LAURA AYRES E A FREGUESIA DE SÃO SEBASTIÃO

08:54 - 09/07/2022 OPINIÃO
Por F. Inez

“Sou natural da freguesia de São Sebastião” … exclamou um dia a Drª Laura Ayres com uma enorme firmeza e convicção, como era seu timbre, quando no decurso de uma animada conversa de grupo, entre várias pessoas, alguém lhe disse que eu também era louletano.

Tudo isto se passou no curto intervalo das nossas atividades … tomávamos então a nossa “bica” no bar da Escola Nacional de Saúde Pública, onde foi Professora, instalações estas de paredes meias com o Instituto Nacional de Saúde Dr. Ricardo Jorge, onde Laura Ayres, brilhante epidemiologista e virologista, também exercia as suas atividades profissionais, particularmente na área da investigação. Depois da interessante, extensa e pormenorizada notícia que, em boa hora, “A Voz de Loulé” publicou no seu último número a propósito da comemoração do centenário da nossa brilhante conterrânea Drª Laura Ayres, corro o risco de cansar o leitor, mas o respeito pela sua memória e a saudade que nos deixou, justificam plenamente que se acrescente sempre mais alguma coisa.

Personalidade fortíssima e cativante, Laura Ayres, há muito entrou na galeria daqueles que por obras valorosas se vão da lei da morte libertando, com diria o nosso maior Poeta. Trinta anos passados sobre o seu inesperado e súbito desaparecimento … em janeiro de 1992 … a sua imagem permanece bem viva na geração de todos aqueles que hoje têm mais de cinquenta anos de idade. Grande comunicadora, Laura Ayres, foi, anos atrás, pelas suas frequentes e espetaculares intervenções nos órgãos de comunicação social, em particular pela TV, a brilhante e decisiva figura da luta contra a dolorosa, angustiante, terrível e dramática epidemia de uma doença que então ninguém conhecia e que assustou a Humanidade … a SIDA … doença que enfraquece dramaticamente as defesas do organismo e o tornam vulnerável e fatal  à mais pequena infeção, incluindo os tumores malignos … e para a qual não se conhecia, então, qualquer tratamento.

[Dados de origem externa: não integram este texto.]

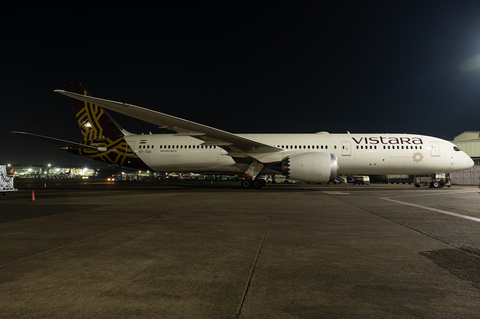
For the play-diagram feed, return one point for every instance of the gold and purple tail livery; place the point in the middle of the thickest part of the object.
(101, 130)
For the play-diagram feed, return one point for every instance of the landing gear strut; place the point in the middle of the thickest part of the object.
(256, 183)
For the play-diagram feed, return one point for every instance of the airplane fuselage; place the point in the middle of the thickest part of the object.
(356, 153)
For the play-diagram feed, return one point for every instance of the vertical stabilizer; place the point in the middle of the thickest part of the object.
(94, 122)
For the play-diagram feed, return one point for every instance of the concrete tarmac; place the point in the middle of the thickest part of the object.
(190, 249)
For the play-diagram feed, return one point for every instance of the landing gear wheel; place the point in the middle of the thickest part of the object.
(258, 184)
(246, 183)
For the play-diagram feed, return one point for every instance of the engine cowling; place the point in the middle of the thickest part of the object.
(312, 167)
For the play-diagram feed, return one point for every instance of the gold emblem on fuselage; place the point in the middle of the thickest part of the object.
(417, 157)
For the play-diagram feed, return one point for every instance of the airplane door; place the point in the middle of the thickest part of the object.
(435, 149)
(346, 148)
(129, 148)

Conquanto os progressos da Medicina hoje consigam o seu controlo, foi tal o impacto desta epidemia que se estima terem, desde então, em todo o mundo, morrido mais de 30 milhões dos cerca de 80 milhões de infetados, dois terços dos quais na África Subsaariana. Laura Ayres presidiu, em Portugal, a todas as Comissões de Luta contra a SIDA, desde o aparecimento do primeiro caso no País … em 1983 … até à sua morte, em 1992. O seu brilhantismo conseguiu o quase milagre da dificílima alteração dos comportamentos de risco para esta doença.

Foi tal o impacto que a sua figura deixou no País, que a homenagem ao seu nome continua imortalizada, para alem da sua terra natal, no Agrupamento de Escolas em Quarteira, no Laboratório Regional de Saúde Pública do Algarve e no Centro de Virologia do Instituto Nacional de Saúde Dr. Ricardo Jorge em Lisboa, mas também pela abundante toponímia de que citamos Albufeira, Amadora, Barreiro, Faro, Lisboa, Loulé, Loures, Montijo, Odivelas, Oeiras, Queluz,, Seixal, Sesimbra, Sintra, Vila Franca de Xira, de entre outras localidades. Esperemos ainda que o seu nome venha a ficar ligado ao futuro Algarve Biomedical Center, conforme “A Voz de Loulé” referia. Por mérito próprio, o seu nome está definitivamente imortalizado na História da Medicina Portuguesa.

Nas minhas presenças anuais no Instituto Dr. Ricardo Jorge, onde decorriam os Seminários do Programa Nacional de Controlo das Hemoglobinopatias, encontrava habitualmente a Drª Laura, que assim que me via, por brincadeira, me exclamava … “0lhe que eu sou natural da freguesia de São Sebastião” … a que eu retorquia delicadamente “… e eu também … e assim já somos dois”. Por motivos de natureza familiar, e mais tarde também de natureza profissional, Laura Ayres viveu sempre longe da sua Terra Natal. Não gostaria de terminar sem uma pequenina inconfidência …que se ainda estivesse entre nós, julgo que a Drª Laura aprovaria … é que por duas ou três vezes a ouvi referir … num tom de saudosismo … “ainda um dia gostava de voltar a Loulé …”.